I'm trying to get an understanding of using BatchBlock
as it seems to be what I'll need for a project I'm working on. However, I'm getting hung up on one part in particular, and that's how to ensure the batch has completed. Take the following code for example. It has a batch size of 5. Five values are posted to it
using System;
using System.Linq;
using System.Threading.Tasks.Dataflow;
namespace sandbox
{
class Program
{
public static void Main(string[] args)
{
BatchBlock<int> batchBlock = new BatchBlock<int>(5);
ActionBlock<int[]> actionBlock = new ActionBlock<int[]>(OutputAverage);
batchBlock.LinkTo(actionBlock, new DataflowLinkOptions() { PropagateCompletion = true });
batchBlock.Post(1);
batchBlock.Post(2);
batchBlock.Post(3);
batchBlock.Post(4);
batchBlock.Post(5);
batchBlock.Complete();
batchBlock.Completion.Wait();
}
private static void OutputAverage(int[] values) =>
Console.WriteLine("The average is: " values.Average());
}
}
If I run the above code, nothing is output to the console window. This is because the program execution is finishing before the batch has had time to process. If I add a super small Thread.Sleep(100);
at the end, then that is enough of a delay for it to complete the batch and output the expected text to the console.
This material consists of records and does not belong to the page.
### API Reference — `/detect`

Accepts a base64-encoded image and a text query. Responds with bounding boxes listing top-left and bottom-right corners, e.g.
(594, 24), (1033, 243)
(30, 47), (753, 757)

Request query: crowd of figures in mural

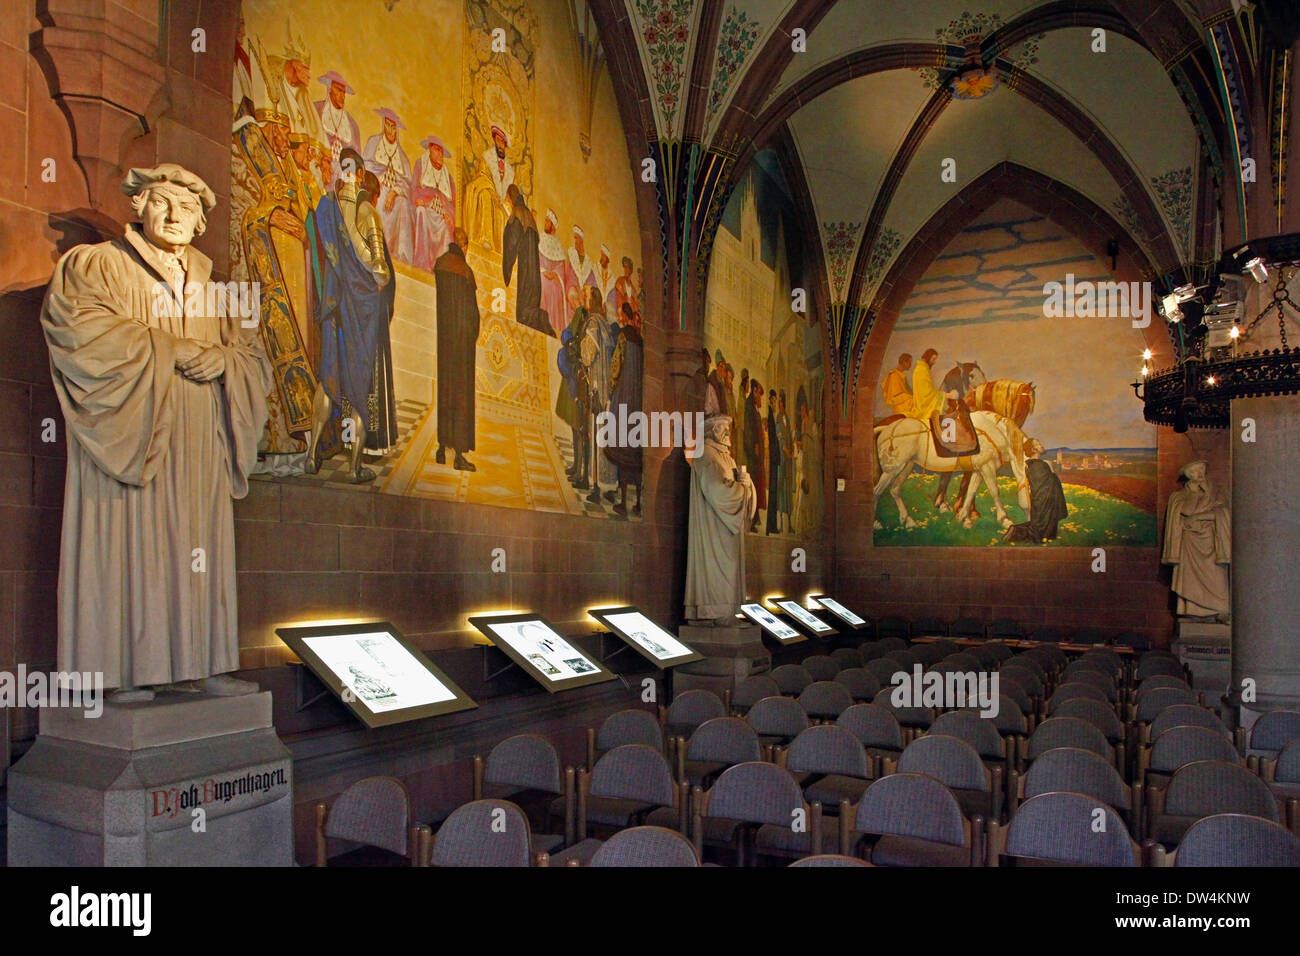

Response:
(703, 154), (825, 539)
(228, 0), (645, 518)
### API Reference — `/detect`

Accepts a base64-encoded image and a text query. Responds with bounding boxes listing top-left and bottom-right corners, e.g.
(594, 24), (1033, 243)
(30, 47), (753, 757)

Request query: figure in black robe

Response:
(434, 228), (480, 471)
(766, 389), (780, 535)
(1006, 440), (1068, 543)
(603, 303), (643, 518)
(502, 184), (552, 336)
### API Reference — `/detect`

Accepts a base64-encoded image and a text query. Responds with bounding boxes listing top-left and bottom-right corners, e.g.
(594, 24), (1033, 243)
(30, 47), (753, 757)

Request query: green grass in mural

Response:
(872, 474), (1156, 547)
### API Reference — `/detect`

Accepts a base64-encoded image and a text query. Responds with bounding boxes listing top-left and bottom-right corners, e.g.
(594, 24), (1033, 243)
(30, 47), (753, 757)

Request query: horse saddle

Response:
(930, 401), (979, 458)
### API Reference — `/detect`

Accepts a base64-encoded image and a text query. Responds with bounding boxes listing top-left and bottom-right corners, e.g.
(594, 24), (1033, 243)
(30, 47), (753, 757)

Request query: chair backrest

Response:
(432, 799), (533, 867)
(686, 716), (763, 764)
(1029, 627), (1061, 644)
(1136, 656), (1185, 680)
(999, 665), (1043, 697)
(770, 664), (815, 696)
(1136, 686), (1200, 723)
(833, 667), (881, 702)
(324, 776), (410, 856)
(1005, 792), (1136, 866)
(590, 744), (677, 804)
(1137, 674), (1190, 695)
(995, 678), (1033, 717)
(1163, 760), (1279, 822)
(911, 643), (946, 666)
(746, 695), (812, 738)
(588, 826), (701, 867)
(952, 617), (985, 639)
(1175, 814), (1300, 867)
(1054, 698), (1125, 740)
(929, 710), (1006, 759)
(1047, 681), (1109, 712)
(983, 697), (1029, 735)
(665, 689), (727, 729)
(864, 658), (901, 684)
(785, 724), (872, 779)
(705, 761), (805, 826)
(798, 680), (855, 719)
(884, 649), (920, 671)
(1249, 710), (1300, 754)
(801, 654), (841, 682)
(945, 652), (981, 671)
(897, 734), (989, 791)
(836, 703), (904, 750)
(1019, 647), (1060, 673)
(1023, 747), (1130, 809)
(982, 641), (1013, 662)
(854, 774), (966, 846)
(732, 675), (781, 711)
(830, 647), (863, 670)
(596, 709), (664, 752)
(484, 734), (563, 793)
(1027, 717), (1112, 761)
(1149, 704), (1230, 742)
(1080, 647), (1123, 672)
(876, 618), (909, 640)
(876, 636), (908, 652)
(912, 617), (948, 637)
(1276, 739), (1300, 783)
(1148, 725), (1242, 775)
(1073, 627), (1105, 644)
(858, 641), (890, 661)
(1062, 664), (1119, 698)
(788, 854), (872, 867)
(872, 687), (933, 728)
(966, 645), (1000, 668)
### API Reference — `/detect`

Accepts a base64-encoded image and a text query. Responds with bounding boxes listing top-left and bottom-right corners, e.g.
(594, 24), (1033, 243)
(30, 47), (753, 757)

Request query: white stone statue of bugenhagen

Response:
(684, 413), (758, 624)
(40, 163), (272, 701)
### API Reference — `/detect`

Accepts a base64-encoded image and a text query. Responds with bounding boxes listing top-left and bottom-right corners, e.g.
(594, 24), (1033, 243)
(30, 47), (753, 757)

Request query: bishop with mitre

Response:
(40, 164), (272, 701)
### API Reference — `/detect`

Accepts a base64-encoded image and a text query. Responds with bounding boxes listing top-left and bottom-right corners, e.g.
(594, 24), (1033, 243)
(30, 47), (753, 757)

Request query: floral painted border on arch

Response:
(632, 0), (698, 134)
(705, 6), (763, 130)
(823, 220), (861, 301)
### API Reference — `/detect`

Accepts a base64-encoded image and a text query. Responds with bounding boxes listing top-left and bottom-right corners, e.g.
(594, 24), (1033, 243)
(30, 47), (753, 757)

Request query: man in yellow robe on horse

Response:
(911, 348), (977, 457)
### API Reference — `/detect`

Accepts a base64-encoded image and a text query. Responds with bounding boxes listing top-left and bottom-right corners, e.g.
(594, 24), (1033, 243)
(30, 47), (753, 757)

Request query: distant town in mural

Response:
(703, 150), (825, 539)
(231, 0), (646, 519)
(872, 199), (1157, 548)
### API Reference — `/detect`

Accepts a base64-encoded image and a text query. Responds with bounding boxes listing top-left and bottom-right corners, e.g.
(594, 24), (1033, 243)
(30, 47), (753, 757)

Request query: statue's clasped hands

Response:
(175, 338), (226, 382)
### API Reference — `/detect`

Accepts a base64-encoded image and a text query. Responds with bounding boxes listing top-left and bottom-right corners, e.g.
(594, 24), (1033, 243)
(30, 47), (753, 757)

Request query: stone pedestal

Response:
(6, 692), (293, 866)
(1230, 395), (1300, 730)
(672, 623), (771, 701)
(1172, 620), (1231, 699)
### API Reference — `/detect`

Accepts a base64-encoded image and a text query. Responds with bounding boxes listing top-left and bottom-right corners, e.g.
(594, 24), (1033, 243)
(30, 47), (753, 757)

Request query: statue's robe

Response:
(40, 224), (271, 688)
(685, 437), (757, 621)
(1006, 458), (1069, 543)
(434, 242), (481, 453)
(503, 208), (551, 335)
(1162, 482), (1231, 615)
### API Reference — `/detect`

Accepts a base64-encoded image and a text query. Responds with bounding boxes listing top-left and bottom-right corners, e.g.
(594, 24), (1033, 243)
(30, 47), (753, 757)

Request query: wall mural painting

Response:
(703, 150), (825, 539)
(871, 198), (1157, 548)
(231, 0), (646, 519)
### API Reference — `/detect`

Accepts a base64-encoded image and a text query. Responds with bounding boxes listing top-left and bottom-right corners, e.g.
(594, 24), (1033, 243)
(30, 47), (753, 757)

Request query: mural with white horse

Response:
(870, 198), (1157, 548)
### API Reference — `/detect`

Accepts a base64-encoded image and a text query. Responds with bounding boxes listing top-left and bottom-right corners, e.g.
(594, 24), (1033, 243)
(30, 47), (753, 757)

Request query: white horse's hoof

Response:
(962, 517), (975, 529)
(903, 517), (918, 529)
(999, 517), (1013, 529)
(873, 520), (883, 531)
(938, 502), (951, 513)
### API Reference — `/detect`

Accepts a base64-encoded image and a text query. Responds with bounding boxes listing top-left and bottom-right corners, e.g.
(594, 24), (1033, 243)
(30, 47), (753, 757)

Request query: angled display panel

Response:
(468, 612), (616, 692)
(739, 603), (806, 644)
(808, 594), (869, 630)
(770, 597), (839, 637)
(588, 606), (704, 667)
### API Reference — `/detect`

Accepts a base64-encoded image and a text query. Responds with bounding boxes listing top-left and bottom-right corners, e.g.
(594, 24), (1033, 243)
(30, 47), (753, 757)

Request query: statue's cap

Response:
(121, 164), (216, 212)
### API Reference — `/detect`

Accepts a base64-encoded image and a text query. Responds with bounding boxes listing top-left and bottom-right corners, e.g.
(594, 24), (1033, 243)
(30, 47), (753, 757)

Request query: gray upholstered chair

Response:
(929, 638), (962, 658)
(587, 825), (700, 867)
(1132, 685), (1201, 729)
(840, 772), (980, 866)
(660, 688), (726, 741)
(693, 760), (823, 866)
(1047, 681), (1110, 713)
(952, 617), (985, 640)
(836, 702), (904, 776)
(875, 622), (909, 644)
(931, 709), (1014, 767)
(1146, 759), (1280, 846)
(745, 694), (811, 755)
(473, 733), (573, 851)
(858, 640), (890, 662)
(995, 678), (1035, 721)
(1018, 646), (1060, 676)
(1028, 627), (1062, 644)
(833, 667), (880, 702)
(1144, 724), (1241, 783)
(1025, 717), (1113, 767)
(910, 642), (945, 666)
(864, 658), (901, 685)
(1138, 674), (1191, 694)
(770, 663), (815, 697)
(945, 652), (982, 671)
(1011, 746), (1138, 836)
(897, 733), (1002, 821)
(788, 853), (872, 866)
(1136, 655), (1186, 681)
(430, 799), (539, 867)
(872, 686), (933, 735)
(1246, 710), (1300, 760)
(966, 645), (1000, 669)
(989, 619), (1021, 641)
(587, 707), (664, 770)
(829, 647), (863, 670)
(1059, 666), (1119, 702)
(988, 791), (1140, 866)
(781, 724), (874, 811)
(999, 665), (1043, 704)
(983, 641), (1014, 662)
(315, 775), (420, 867)
(1265, 740), (1300, 833)
(1161, 813), (1300, 866)
(676, 716), (763, 788)
(1053, 698), (1127, 773)
(1148, 703), (1227, 743)
(798, 680), (855, 721)
(801, 654), (841, 682)
(883, 649), (920, 671)
(731, 675), (780, 715)
(912, 617), (949, 638)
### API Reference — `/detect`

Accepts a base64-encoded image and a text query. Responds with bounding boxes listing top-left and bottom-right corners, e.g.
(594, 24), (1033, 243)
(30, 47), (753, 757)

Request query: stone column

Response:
(1230, 393), (1300, 727)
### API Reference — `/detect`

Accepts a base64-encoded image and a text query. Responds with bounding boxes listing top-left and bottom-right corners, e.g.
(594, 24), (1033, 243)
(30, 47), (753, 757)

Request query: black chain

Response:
(1241, 267), (1296, 350)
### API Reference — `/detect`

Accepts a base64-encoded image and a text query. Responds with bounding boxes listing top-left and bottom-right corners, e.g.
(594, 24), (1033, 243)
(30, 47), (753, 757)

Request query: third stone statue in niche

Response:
(1162, 460), (1231, 620)
(685, 415), (758, 624)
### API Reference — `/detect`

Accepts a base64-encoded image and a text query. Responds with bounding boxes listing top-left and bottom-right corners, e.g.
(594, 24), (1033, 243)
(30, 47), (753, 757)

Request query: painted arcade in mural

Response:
(702, 151), (825, 540)
(229, 0), (646, 519)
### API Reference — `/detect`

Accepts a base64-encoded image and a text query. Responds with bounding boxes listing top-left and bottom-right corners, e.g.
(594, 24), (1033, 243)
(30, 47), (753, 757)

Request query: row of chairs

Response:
(871, 615), (1151, 648)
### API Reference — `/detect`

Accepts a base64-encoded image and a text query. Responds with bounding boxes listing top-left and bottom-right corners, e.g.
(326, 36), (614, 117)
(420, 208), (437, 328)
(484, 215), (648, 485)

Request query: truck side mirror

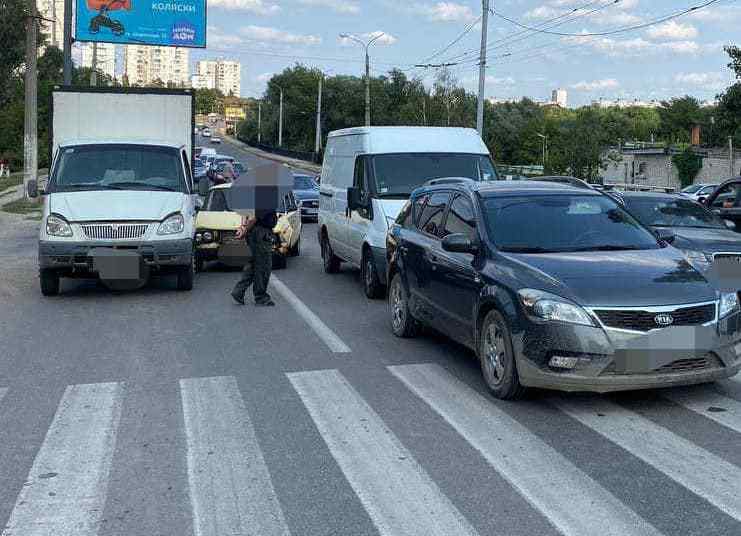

There are other solutions I've though of, including the classic Console.ReadLine()
but ultimately, I'm going to need this to be something that can be called and runs until completion with all batches properly processed without the need for someone to watch it and hit enter to close it out.
The actual project I'm wanting to use this is one that reads in a large (>4GB) binary encoded file and processes chunks at a time to parse records. The BatchBlock
part will be used to take batches of the records parsed and output them to JSON files in parallel with the parsing. Currently everything is working as expected except in my test files, which are small and only contain ~400 records, the program is exiting before the batch thread finishes.
So ultimately, my question is, what can I do to ensure that all batches have been processed to completion by the action before the program exits?
CodePudding user response:
You need to wait the last block in the pipeline, not the first. Just replace this:
batchBlock.Completion.Wait();
...with this:
actionBlock.Completion.Wait();